Search code examples
rethinkdbrethinkdb-javascript

RethinkDb OrderBy Before Filter, Performance


The data table is the biggest table in my db. I would like to query the db and then order it by the entries timestamps. Common sense would be to filter first and then manipulate the data.

queryA = r.table('data').filter(filter).filter(r.row('timestamp').minutes().lt(5)).orderBy('timestamp')

But this is not possible, because the filter creates a side table. And the command would throw an error (https://github.com/rethinkdb/rethinkdb/issues/4656).

So I was wondering if I put the orderBy first if this would crash the perfomance when the datatbse gets huge over time.

queryB = r.table('data').orderBy('timestamp').filter(filter).filter(r.row('timestamp').minutes().lt(5))

Currently I order it after querying, but usually datatbases are quicker in these processes.

queryA.run (err, entries)->
  ...
  entries = _.sortBy(entries, 'timestamp').reverse() #this process takes on my local machine ~2000ms

Question:

What is the best approach (performance wise) to query this entries ordered by timestamp.

Edit: The db is run with one shard.


Solution

  • Using an index is often the best way to improve performance.

    For example, an index on the timestamp field can be created:

    r.table('data').indexCreate('timestamp')
    

    It can be used to sort documents:

    r.table('data').orderBy({index: 'timestamp'})
    

    Or to select a given range, for example the past hour:

    r.table('data').between(r.now().sub(60*60), r.now(), {index: 'timestamp'})
    

    The last two operations can be combined int one:

    r.table('data').between(r.now().sub(60*60), r.maxval, {index: 'timestamp'}).orderBy({index: 'timestamp'})
    

    Additional filters can also be added.
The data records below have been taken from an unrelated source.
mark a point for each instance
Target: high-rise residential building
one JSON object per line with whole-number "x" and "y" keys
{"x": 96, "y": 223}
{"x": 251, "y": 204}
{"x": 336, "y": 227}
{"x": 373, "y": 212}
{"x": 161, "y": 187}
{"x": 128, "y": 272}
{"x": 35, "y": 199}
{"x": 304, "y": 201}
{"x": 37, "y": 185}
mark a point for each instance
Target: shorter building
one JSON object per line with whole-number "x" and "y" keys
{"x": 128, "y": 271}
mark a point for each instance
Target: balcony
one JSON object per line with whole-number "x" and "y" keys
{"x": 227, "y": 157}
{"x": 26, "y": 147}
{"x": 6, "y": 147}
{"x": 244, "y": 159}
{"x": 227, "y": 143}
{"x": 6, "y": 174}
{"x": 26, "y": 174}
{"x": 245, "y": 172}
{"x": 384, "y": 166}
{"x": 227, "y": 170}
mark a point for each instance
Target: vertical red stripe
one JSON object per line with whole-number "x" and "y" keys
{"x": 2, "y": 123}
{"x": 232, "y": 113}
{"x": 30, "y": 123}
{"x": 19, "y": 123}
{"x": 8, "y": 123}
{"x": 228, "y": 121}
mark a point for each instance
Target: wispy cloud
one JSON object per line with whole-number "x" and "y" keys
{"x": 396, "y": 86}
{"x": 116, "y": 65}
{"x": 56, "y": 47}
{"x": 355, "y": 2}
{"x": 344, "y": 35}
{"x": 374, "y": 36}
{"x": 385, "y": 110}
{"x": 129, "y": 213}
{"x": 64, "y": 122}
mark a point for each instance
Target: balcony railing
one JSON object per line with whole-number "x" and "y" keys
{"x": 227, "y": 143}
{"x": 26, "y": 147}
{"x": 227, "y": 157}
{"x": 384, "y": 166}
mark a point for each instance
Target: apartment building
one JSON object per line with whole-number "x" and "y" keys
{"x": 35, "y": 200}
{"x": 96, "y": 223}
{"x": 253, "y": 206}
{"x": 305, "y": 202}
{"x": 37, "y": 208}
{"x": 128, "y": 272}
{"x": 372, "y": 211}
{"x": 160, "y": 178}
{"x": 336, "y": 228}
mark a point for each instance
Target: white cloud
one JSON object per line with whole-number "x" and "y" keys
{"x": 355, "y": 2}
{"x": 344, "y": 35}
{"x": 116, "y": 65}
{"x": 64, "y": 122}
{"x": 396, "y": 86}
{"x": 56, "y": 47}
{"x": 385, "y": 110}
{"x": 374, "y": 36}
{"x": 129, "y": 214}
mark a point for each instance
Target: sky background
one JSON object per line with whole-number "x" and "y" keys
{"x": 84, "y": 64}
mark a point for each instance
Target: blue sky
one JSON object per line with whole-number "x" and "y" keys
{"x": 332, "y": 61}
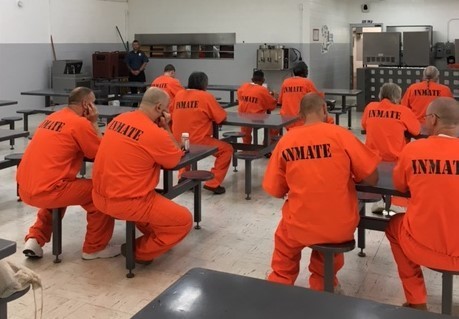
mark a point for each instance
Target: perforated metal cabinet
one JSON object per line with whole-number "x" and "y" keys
{"x": 370, "y": 80}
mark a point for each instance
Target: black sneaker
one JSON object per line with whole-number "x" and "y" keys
{"x": 216, "y": 190}
{"x": 141, "y": 262}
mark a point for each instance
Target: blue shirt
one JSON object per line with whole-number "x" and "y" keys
{"x": 135, "y": 60}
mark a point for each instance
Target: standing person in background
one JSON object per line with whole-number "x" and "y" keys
{"x": 168, "y": 83}
{"x": 136, "y": 61}
{"x": 254, "y": 98}
{"x": 419, "y": 95}
{"x": 194, "y": 112}
{"x": 292, "y": 91}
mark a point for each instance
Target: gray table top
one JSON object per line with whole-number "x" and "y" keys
{"x": 208, "y": 294}
{"x": 7, "y": 248}
{"x": 258, "y": 120}
{"x": 6, "y": 102}
{"x": 342, "y": 92}
{"x": 47, "y": 92}
{"x": 123, "y": 84}
{"x": 385, "y": 184}
{"x": 223, "y": 87}
{"x": 6, "y": 135}
{"x": 196, "y": 153}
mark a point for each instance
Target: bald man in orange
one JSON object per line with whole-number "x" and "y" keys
{"x": 386, "y": 122}
{"x": 419, "y": 95}
{"x": 194, "y": 112}
{"x": 135, "y": 147}
{"x": 315, "y": 166}
{"x": 47, "y": 175}
{"x": 292, "y": 91}
{"x": 254, "y": 98}
{"x": 168, "y": 83}
{"x": 427, "y": 234}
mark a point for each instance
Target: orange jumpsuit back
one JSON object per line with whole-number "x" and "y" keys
{"x": 170, "y": 85}
{"x": 125, "y": 174}
{"x": 292, "y": 91}
{"x": 254, "y": 98}
{"x": 385, "y": 124}
{"x": 193, "y": 112}
{"x": 47, "y": 176}
{"x": 419, "y": 95}
{"x": 315, "y": 166}
{"x": 427, "y": 234}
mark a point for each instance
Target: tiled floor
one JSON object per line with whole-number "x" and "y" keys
{"x": 236, "y": 237}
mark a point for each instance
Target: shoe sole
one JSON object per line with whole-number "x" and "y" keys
{"x": 31, "y": 254}
{"x": 93, "y": 258}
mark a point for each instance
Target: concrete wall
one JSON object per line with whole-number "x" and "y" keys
{"x": 78, "y": 27}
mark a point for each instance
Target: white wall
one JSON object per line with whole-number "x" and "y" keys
{"x": 410, "y": 12}
{"x": 69, "y": 21}
{"x": 255, "y": 21}
{"x": 78, "y": 27}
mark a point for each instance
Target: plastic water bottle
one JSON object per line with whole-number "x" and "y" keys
{"x": 186, "y": 141}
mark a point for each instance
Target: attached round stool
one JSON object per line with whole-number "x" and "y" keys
{"x": 4, "y": 301}
{"x": 10, "y": 120}
{"x": 329, "y": 251}
{"x": 446, "y": 290}
{"x": 198, "y": 177}
{"x": 16, "y": 159}
{"x": 232, "y": 138}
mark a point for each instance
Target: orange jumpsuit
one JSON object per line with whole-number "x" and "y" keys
{"x": 292, "y": 91}
{"x": 193, "y": 112}
{"x": 170, "y": 85}
{"x": 125, "y": 174}
{"x": 419, "y": 95}
{"x": 47, "y": 176}
{"x": 315, "y": 166}
{"x": 254, "y": 98}
{"x": 427, "y": 234}
{"x": 386, "y": 124}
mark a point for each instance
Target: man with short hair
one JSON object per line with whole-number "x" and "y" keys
{"x": 419, "y": 95}
{"x": 47, "y": 175}
{"x": 292, "y": 91}
{"x": 168, "y": 83}
{"x": 315, "y": 166}
{"x": 194, "y": 112}
{"x": 386, "y": 122}
{"x": 136, "y": 61}
{"x": 254, "y": 98}
{"x": 135, "y": 147}
{"x": 427, "y": 234}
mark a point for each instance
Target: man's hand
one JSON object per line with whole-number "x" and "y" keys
{"x": 90, "y": 112}
{"x": 164, "y": 120}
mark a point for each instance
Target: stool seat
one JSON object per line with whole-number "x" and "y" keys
{"x": 368, "y": 197}
{"x": 15, "y": 296}
{"x": 330, "y": 104}
{"x": 248, "y": 155}
{"x": 198, "y": 175}
{"x": 334, "y": 248}
{"x": 12, "y": 118}
{"x": 454, "y": 273}
{"x": 446, "y": 289}
{"x": 233, "y": 134}
{"x": 14, "y": 156}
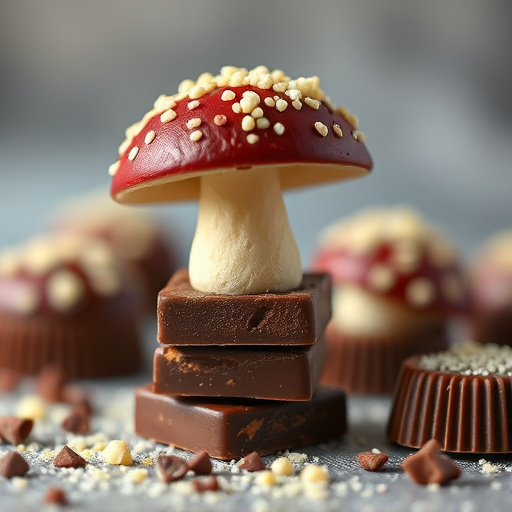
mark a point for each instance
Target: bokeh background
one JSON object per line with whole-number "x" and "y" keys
{"x": 431, "y": 83}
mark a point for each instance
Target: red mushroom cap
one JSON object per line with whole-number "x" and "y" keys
{"x": 395, "y": 254}
{"x": 235, "y": 121}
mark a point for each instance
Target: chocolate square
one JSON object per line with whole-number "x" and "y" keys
{"x": 189, "y": 317}
{"x": 272, "y": 373}
{"x": 231, "y": 428}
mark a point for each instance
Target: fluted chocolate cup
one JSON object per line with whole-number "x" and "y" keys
{"x": 371, "y": 364}
{"x": 465, "y": 412}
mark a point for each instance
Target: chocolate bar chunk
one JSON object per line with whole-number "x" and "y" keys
{"x": 189, "y": 317}
{"x": 230, "y": 429}
{"x": 273, "y": 373}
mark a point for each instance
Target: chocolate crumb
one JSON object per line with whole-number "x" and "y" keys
{"x": 50, "y": 383}
{"x": 429, "y": 465}
{"x": 170, "y": 468}
{"x": 15, "y": 430}
{"x": 252, "y": 462}
{"x": 372, "y": 461}
{"x": 77, "y": 421}
{"x": 211, "y": 483}
{"x": 55, "y": 496}
{"x": 67, "y": 458}
{"x": 201, "y": 464}
{"x": 13, "y": 464}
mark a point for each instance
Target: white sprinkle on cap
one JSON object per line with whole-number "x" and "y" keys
{"x": 321, "y": 129}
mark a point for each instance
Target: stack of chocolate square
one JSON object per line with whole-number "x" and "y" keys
{"x": 236, "y": 374}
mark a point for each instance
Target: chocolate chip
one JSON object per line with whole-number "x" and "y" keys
{"x": 252, "y": 462}
{"x": 13, "y": 464}
{"x": 50, "y": 383}
{"x": 67, "y": 458}
{"x": 429, "y": 465}
{"x": 170, "y": 468}
{"x": 210, "y": 483}
{"x": 55, "y": 496}
{"x": 201, "y": 463}
{"x": 77, "y": 421}
{"x": 372, "y": 461}
{"x": 15, "y": 430}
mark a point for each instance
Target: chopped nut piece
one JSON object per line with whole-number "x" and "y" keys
{"x": 337, "y": 130}
{"x": 55, "y": 496}
{"x": 13, "y": 464}
{"x": 201, "y": 463}
{"x": 150, "y": 137}
{"x": 137, "y": 475}
{"x": 248, "y": 123}
{"x": 220, "y": 119}
{"x": 32, "y": 407}
{"x": 282, "y": 467}
{"x": 321, "y": 129}
{"x": 117, "y": 453}
{"x": 67, "y": 458}
{"x": 265, "y": 478}
{"x": 429, "y": 465}
{"x": 252, "y": 462}
{"x": 195, "y": 122}
{"x": 168, "y": 115}
{"x": 133, "y": 153}
{"x": 372, "y": 461}
{"x": 279, "y": 128}
{"x": 228, "y": 95}
{"x": 312, "y": 473}
{"x": 15, "y": 430}
{"x": 196, "y": 135}
{"x": 191, "y": 105}
{"x": 170, "y": 468}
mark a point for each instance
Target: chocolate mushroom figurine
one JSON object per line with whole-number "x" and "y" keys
{"x": 236, "y": 141}
{"x": 398, "y": 284}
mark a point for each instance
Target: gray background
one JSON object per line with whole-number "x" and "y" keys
{"x": 431, "y": 83}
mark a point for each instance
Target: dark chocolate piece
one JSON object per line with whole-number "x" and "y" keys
{"x": 67, "y": 458}
{"x": 229, "y": 428}
{"x": 430, "y": 465}
{"x": 77, "y": 421}
{"x": 15, "y": 430}
{"x": 272, "y": 373}
{"x": 50, "y": 383}
{"x": 200, "y": 464}
{"x": 448, "y": 406}
{"x": 13, "y": 464}
{"x": 372, "y": 461}
{"x": 189, "y": 317}
{"x": 170, "y": 468}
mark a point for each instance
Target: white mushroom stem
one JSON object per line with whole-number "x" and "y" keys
{"x": 243, "y": 242}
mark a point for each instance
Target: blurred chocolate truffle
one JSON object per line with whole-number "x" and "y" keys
{"x": 461, "y": 397}
{"x": 68, "y": 301}
{"x": 491, "y": 281}
{"x": 397, "y": 280}
{"x": 135, "y": 235}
A filter should always be placed after an indexed operation:

    r.table('data').orderBy({index: 'timestamp'}).filter({colour: 'red'})
    

    This restriction on filters is only for indexed operations. A regular orderBy can be placed after a filter:

    r.table('data').filter({colour: 'red'}).orderBy('timestamp')
    

    For more information, see the RethinkDB documentation: https://www.rethinkdb.com/docs/secondary-indexes/python/